Written on June 30, 2019 (♋︎)

Author's Notes: The edutaining plant fact embedded in this one is not actually anything to do with the symbolic properties of plants. Pennyroyal is a natural flea repellent and therefore instructing one's children to pick it all day would have been a useful guard against plague.


His mother had told him that morning that he and Tietra ought to go and pick flowers by the river—that it had been too hot to work and that it would be good for them to spend a day in the shade and by the water. Delita had complained that he had better things to do than watch over a girl making garlands, but she would brook no objection, and she sent them on their way with a strange tenderness neither child remarked upon until several years later. Tietra recalled that she had kissed her on the forehead before she ran out into the blinding sun. Delita seemed to remember that she had stooped to do so but had stopped short of completing the gesture.
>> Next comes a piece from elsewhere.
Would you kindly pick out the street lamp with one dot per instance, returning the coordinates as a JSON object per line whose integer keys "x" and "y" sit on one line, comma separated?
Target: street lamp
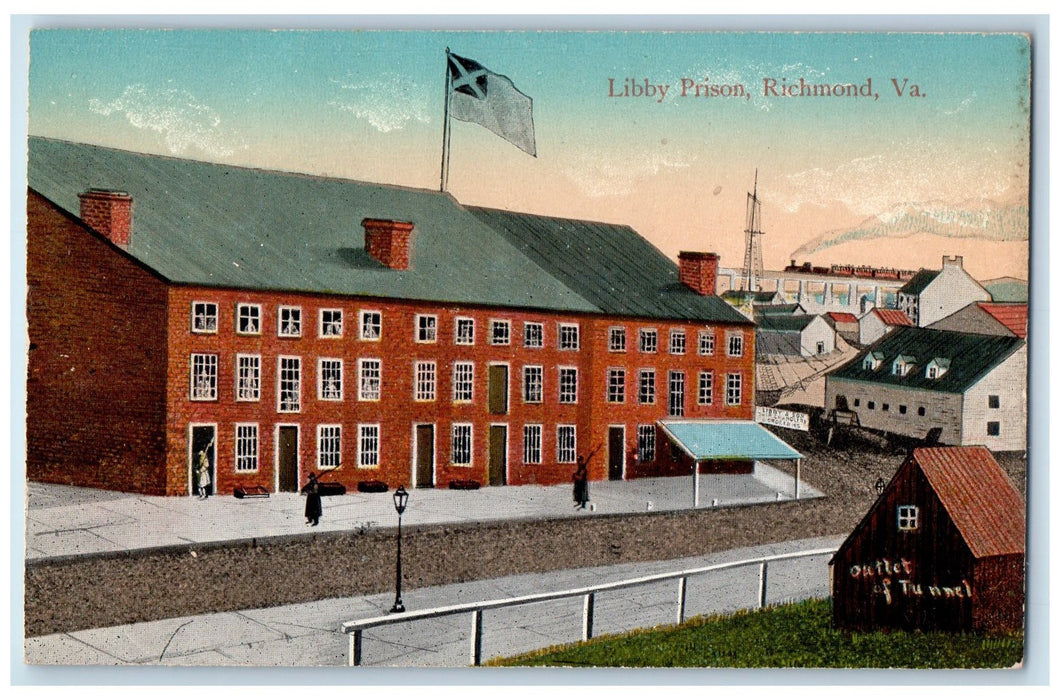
{"x": 401, "y": 500}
It was a flatly miserable day to be sent outside to play, and they lamented both the situation and one another's company as they trod along the endless hills of burnt yellow grass that crinkled beneath their feet. Somewhere someone had a fire going for some reason neither could fathom, and Delita worried about the rest of the parched valley catching ablaze. It was still well before noon when Tietra protested that she was too tired and hot to keep walking, and Delita had regrettably little patience for her tantrum. They argued loudly, attracting the mocking rebuttals of several crows before he finally relented and carried her the rest of the way to the little grove and accompanying stream to which they'd been sent.

It had been better there, as their mother had said, although neither child was particularly joyful in the unremitting heat. Tietra picked and plaited several long stalks of pennyroyal, remembering a remark that the purple flowers particularly suited her, and sang a nonsense song to the circling birds. Delita threw rocks into a river that he would not recall the name of in the years that followed. They made up for their spat, combed the river shore for treasures, ate the few withered mulberries with the brown loaf they'd been sent out with, and generally wasted time. Nothing had marked the day as significant or memorable save for the heat, and it was only on the melting trudge back that Delita noticed the steady, sonorous ring of church bells on a day other than the Lord's.

Every entrance to the farmhouse was barred and bolted when they returned in the glow of twilight. Catching sight of a bright knot of fabric tied round a door handle, Delita stopped, shaking, and quickly convinced his sister it would be no trouble if they continued to walk a bit until it was really dark—to wait until they could see the stars.

The Hokuten found them the next morning, Delita having sat up through the night after telling Tietra he would wake her to head home if she stopped by the roadside to rest a moment. The knight who carried them back to Igros was later rebuked for bringing two children out of a village ordered quarantined, but neither they nor anyone they met with showed any signs of the pestilence in the months that followed.